I agree that there is no notion of an AST in the Ada language. However, some notion of structure, such as matching brackets and mandatory tokens, in Ada is present in any tool that processes the Ada language.

I disagree that the description would be as large as the Ada language itself: Only the extension of the Ada language needs to be described.

Finally, the specification is implementation independent. Of course, some current implementations might be easier to extend to support the Ada analysis specifications than others, but that is the case for any change to the Ada language.

sttaft commented 1 year ago

It is of course hard to predict the size of such a standard, but in any case, it deserves its own document, rather than adding it to the Ada Language Standard. Note that there is a standard similar to what you propose, namely the Ada Semantic Interface Set (ASIS -- see https://en.wikipedia.org/wiki/Ada_Semantic_Interface_Specification). Some effort was made to keep it up to date with the Ada language standard, but ultimately the effort was abandoned because of the size of the standard (it was quite large), and the fact that no vendor was committed to supporting the proposed extensions.

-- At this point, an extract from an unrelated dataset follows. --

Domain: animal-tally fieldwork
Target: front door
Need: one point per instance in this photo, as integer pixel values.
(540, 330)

If you believe strongly in such an interface, you would need to foster the creation of an initial draft of the specification, and probably produce an open-source prototype implementation.

jprosen commented 1 year ago

Le 31/10/2022 à 13:52, S. Tucker Taft a écrit :

It is of course hard to predict the size of such a standard, but in any case, it deserves its own document, rather than adding it to the Ada Language Standard. Note that there is a standard similar to what you propose, namely the Ada Semantic Interface Set (ASIS -- see https://en.wikipedia.org/wiki/Ada_Semantic_Interface_Specification). Some effort was made to keep it up to date with the Ada language standard, but ultimately the effort was abandoned because of the size of the standard (it was quite large), and the fact that no vendor was committed to supporting the proposed extensions.

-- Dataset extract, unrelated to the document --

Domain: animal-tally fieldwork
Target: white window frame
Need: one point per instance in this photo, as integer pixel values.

Note that there was a workshop at the latest AE conference, that showed interest in pursuing and updating the ASIS standard - including interest from one vendor. Proceedings to appear in an upcoming issue of the Ada User Journal.

-- J-P. Rosen Adalog 2 rue du Docteur Lombard, 92441 Issy-les-Moulineaux CEDEX https://www.adalog.fr https://www.adacontrol.fr

sttaft commented 1 year ago

Note that there was a workshop at the latest AE conference, that showed interest in pursuing and updating the ASIS standard - including interest from one vendor. Proceedings to appear in an upcoming issue of the Ada User Journal.

Good to know! I'll look forward to seeing the Proceedings.